Cofense, dans un rapport publié cette semaine, a déclaré que le secteur de l’hôtellerie a été la cible d’une « attaque d’ingénierie sociale bien conçue et innovante » conçue pour diffuser des logiciels malveillants tels que Lumma Stealer, RedLine Stealer, Stealc, Spidey Bot, et Vidar.
« Pour l’instant, la campagne cible uniquement le secteur de l’hôtellerie, en ciblant principalement les chaînes d’hôtels et les complexes hôteliers de luxe, et utilise des leurres relatifs à ce secteur tels que les demandes de réservation, les modifications de réservation et les demandes spéciales », a déclaré Cofense. dit.
« Les leurres pour les e-mails de reconnaissance et de phishing correspondent en conséquence et sont bien pensés. »
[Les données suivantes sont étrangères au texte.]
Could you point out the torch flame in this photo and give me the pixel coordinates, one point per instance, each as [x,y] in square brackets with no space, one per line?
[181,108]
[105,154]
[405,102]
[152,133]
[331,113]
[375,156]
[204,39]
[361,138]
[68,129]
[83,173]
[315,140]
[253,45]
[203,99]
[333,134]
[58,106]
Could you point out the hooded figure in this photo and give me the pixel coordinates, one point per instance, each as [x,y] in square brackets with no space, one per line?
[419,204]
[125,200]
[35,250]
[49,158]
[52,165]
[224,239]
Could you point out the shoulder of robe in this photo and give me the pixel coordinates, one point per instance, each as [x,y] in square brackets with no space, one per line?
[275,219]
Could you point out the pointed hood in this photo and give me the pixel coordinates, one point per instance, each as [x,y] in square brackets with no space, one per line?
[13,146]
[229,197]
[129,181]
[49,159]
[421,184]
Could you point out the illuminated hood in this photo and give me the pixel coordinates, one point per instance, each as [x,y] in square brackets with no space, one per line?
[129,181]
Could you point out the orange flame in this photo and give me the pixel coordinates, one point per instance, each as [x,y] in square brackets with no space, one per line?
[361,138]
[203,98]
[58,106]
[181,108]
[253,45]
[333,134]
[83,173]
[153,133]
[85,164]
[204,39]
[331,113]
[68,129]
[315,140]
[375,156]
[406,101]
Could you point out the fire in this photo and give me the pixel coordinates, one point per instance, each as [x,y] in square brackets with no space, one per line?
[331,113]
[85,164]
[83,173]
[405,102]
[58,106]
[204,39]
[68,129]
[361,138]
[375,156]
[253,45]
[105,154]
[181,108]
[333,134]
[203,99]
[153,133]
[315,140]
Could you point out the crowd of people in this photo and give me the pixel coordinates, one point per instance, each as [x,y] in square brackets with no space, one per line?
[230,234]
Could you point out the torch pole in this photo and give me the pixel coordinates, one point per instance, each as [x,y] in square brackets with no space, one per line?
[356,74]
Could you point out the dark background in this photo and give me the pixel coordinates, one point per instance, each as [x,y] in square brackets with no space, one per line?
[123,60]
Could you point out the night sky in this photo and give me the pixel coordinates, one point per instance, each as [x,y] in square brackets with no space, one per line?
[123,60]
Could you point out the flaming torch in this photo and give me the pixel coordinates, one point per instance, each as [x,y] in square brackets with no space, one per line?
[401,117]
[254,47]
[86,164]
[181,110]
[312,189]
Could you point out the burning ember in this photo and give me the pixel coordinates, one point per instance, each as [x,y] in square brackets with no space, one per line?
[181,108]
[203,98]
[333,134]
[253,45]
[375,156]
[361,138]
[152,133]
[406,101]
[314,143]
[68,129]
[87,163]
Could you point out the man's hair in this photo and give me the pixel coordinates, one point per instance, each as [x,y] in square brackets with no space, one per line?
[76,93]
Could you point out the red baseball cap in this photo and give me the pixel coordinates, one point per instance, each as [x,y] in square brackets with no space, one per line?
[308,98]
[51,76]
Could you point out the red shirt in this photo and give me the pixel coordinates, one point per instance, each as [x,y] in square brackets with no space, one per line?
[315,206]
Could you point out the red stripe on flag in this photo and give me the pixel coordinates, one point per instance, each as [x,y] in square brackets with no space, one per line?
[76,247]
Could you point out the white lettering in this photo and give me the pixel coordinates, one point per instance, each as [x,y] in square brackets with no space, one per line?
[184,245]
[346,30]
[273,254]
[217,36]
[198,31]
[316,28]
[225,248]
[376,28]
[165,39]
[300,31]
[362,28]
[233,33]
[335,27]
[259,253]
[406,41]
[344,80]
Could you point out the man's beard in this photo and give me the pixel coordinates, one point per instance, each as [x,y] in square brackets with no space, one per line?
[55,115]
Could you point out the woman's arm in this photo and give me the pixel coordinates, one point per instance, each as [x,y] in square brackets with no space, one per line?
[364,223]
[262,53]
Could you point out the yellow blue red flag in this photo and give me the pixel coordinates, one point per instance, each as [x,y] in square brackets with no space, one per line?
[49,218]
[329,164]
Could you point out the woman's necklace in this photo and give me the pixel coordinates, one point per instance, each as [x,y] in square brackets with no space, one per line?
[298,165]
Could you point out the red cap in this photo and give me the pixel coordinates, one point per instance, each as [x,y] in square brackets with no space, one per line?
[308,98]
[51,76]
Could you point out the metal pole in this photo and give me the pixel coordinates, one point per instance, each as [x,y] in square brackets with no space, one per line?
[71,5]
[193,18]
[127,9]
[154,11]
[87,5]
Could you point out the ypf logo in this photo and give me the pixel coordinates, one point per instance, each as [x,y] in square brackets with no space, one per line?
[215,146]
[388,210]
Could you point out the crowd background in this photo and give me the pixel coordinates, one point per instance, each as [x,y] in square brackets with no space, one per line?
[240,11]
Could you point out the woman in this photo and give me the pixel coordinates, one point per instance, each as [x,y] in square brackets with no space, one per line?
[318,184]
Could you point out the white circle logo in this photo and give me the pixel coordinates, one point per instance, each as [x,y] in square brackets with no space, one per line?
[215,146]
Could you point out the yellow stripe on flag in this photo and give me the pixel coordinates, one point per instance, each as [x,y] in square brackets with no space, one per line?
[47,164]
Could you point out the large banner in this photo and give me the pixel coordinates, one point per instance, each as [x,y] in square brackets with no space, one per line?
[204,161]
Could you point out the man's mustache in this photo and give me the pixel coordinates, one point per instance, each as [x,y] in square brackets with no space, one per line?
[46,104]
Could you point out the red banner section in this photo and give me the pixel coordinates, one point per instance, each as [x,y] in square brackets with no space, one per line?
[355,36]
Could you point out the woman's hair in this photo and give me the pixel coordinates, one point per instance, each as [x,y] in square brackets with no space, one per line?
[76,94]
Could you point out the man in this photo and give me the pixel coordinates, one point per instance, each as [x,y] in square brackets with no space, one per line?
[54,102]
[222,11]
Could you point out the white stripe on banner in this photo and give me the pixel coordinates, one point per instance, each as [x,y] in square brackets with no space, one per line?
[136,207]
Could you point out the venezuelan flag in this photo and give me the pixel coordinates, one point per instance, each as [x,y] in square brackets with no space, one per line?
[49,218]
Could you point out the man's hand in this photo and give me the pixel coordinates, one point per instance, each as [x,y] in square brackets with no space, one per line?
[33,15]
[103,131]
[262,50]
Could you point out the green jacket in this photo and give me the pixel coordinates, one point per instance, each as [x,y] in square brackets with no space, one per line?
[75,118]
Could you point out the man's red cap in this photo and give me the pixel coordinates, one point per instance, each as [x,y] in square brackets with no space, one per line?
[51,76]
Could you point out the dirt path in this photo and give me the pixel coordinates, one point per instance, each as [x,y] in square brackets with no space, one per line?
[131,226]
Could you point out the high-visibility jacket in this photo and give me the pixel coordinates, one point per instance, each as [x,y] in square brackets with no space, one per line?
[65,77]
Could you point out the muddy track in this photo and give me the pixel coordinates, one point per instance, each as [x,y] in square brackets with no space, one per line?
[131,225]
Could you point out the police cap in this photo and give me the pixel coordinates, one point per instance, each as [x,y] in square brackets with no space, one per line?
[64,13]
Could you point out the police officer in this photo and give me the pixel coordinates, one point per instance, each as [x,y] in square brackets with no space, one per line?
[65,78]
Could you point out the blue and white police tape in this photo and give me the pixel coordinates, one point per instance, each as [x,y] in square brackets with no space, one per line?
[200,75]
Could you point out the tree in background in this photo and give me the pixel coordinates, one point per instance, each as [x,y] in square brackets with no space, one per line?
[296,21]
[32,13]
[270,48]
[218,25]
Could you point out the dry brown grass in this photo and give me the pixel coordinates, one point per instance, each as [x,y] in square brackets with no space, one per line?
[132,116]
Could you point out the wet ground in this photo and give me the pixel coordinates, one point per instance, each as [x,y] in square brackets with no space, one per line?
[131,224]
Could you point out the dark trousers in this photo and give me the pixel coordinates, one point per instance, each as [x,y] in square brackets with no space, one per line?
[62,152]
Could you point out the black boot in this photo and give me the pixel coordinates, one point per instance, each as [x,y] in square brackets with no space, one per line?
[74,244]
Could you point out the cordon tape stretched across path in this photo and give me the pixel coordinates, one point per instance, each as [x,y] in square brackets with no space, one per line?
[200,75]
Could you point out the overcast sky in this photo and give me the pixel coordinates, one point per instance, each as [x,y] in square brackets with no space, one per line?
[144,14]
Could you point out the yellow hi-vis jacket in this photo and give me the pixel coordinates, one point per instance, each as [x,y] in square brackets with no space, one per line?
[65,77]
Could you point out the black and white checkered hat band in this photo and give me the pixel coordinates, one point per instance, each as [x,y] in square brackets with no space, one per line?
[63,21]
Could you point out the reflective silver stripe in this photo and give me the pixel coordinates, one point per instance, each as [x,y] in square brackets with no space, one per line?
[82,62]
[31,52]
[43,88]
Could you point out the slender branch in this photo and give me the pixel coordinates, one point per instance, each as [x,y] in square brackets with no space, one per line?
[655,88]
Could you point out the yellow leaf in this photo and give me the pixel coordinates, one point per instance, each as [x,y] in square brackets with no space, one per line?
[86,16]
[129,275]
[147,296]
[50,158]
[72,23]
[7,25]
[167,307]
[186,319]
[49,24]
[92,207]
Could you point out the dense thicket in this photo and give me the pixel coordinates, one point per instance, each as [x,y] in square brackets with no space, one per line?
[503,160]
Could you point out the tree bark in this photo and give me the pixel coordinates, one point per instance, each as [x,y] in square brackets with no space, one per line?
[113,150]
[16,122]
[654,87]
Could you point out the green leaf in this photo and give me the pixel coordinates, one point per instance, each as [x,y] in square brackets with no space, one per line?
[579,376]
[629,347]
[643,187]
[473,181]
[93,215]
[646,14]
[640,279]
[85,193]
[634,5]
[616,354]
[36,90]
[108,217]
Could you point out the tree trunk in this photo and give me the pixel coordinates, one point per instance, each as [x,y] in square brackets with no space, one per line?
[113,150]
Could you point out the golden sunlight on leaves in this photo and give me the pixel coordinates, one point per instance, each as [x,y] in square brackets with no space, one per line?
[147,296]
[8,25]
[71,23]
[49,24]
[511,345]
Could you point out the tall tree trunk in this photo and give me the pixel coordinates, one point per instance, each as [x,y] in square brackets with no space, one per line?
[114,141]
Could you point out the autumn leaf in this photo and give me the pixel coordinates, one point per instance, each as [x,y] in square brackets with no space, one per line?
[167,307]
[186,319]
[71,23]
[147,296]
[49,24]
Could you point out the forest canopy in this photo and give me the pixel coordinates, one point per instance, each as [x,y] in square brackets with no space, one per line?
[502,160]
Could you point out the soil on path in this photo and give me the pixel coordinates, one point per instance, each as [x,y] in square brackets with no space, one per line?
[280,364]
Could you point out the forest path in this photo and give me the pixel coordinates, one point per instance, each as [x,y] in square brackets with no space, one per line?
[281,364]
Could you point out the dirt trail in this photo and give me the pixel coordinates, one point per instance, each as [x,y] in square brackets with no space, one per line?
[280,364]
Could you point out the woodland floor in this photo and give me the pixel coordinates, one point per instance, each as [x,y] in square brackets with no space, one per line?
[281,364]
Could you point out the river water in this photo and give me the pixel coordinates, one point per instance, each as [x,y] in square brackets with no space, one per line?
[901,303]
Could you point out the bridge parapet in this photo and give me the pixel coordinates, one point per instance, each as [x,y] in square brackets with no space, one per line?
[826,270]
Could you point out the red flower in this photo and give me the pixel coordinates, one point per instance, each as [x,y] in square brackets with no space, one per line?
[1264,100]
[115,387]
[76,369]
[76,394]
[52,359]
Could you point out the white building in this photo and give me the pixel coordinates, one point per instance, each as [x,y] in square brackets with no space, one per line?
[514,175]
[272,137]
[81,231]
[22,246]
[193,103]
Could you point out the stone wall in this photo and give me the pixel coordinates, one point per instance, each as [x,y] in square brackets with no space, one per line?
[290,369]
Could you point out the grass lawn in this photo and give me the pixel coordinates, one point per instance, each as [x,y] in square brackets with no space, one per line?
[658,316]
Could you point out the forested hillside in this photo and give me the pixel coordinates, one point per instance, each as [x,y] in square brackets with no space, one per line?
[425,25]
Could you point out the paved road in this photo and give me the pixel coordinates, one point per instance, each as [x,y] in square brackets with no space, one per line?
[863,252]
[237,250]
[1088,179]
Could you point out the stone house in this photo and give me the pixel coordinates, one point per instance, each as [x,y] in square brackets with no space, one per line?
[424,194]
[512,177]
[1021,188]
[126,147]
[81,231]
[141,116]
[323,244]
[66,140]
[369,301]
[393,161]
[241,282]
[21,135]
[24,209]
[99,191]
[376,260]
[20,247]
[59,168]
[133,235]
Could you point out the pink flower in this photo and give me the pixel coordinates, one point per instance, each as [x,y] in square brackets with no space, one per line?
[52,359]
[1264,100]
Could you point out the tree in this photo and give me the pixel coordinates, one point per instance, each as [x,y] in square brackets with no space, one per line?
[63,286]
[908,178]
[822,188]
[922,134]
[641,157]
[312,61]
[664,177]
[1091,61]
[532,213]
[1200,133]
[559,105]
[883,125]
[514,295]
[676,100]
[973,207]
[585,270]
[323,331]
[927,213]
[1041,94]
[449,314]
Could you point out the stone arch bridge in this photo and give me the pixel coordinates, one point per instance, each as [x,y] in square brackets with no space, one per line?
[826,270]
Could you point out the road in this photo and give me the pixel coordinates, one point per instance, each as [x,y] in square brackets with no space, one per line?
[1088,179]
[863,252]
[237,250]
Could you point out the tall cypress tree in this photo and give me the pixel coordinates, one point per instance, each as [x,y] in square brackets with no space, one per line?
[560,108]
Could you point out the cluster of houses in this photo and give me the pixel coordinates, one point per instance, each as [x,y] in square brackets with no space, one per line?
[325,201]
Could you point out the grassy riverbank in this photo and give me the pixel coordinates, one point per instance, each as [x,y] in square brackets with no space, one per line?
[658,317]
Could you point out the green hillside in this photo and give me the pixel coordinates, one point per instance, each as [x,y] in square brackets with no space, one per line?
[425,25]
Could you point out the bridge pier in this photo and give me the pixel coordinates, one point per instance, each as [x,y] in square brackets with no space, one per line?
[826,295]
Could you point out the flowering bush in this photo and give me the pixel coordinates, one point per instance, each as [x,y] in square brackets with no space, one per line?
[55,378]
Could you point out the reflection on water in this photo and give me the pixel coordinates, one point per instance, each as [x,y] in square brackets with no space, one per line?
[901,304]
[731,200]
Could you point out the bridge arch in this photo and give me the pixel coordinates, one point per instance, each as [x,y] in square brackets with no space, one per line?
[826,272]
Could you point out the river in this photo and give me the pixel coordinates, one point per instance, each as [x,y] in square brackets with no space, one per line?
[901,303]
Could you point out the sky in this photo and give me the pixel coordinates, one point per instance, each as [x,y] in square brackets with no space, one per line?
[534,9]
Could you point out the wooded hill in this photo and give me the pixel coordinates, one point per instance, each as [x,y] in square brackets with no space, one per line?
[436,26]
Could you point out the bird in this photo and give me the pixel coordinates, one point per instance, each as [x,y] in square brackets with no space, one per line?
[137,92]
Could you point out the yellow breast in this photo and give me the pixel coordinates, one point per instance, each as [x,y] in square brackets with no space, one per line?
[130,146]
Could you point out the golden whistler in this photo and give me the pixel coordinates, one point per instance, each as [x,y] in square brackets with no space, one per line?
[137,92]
La société de gestion des menaces de phishing en entreprise a déclaré qu’elle observé des pièces jointes HTML malveillantes destinées à mener des attaques Browser-in-the-Browser (BitB) en affichant des fenêtres pop-up apparemment inoffensives qui incitent les destinataires de courrier électronique à fournir leurs informations d’identification Microsoft.
Dans une autre illustration de la nature évolutive des attaques de phishing, les acteurs malveillants ont commencé à utiliser une technique appelée ZéroFont dans lequel une partie sélectionnée du corps du message est écrite dans une police de taille zéro pixel pour donner l’impression que l’e-mail a passé avec succès les contrôles de sécurité.
Plus précisément, l’attaque consiste à manipuler les aperçus des messages sur Microsoft Outlook de telle sorte que le texte « invisible » se trouve au début du message. Cela tire parti du fait que les clients de messagerie affichent n’importe quel texte dans la vue liste, même s’il n’a pas de taille de police.
« Bien qu’il s’agisse d’une technique avec un impact mineur, elle peut néanmoins faire croire à certains destinataires qu’un message de phishing est digne de confiance », SANS Internet Storm Center (ISC) dit. « Il s’agit en tout cas d’un petit ajout supplémentaire à la boîte à outils des acteurs menaçants qui peut être utilisé pour créer des campagnes de phishing plus efficaces. »
Ces découvertes sont le signe que les acteurs de la menace trouvent constamment de nouveaux moyens d’infiltrer leurs cibles à leur insu. Les utilisateurs doivent éviter de cliquer sur des liens non sollicités, même s’ils semblent légitimes, se méfier des messages urgents ou menaçants demandant une action immédiate et vérifier les URL pour détecter des indicateurs de tromperie.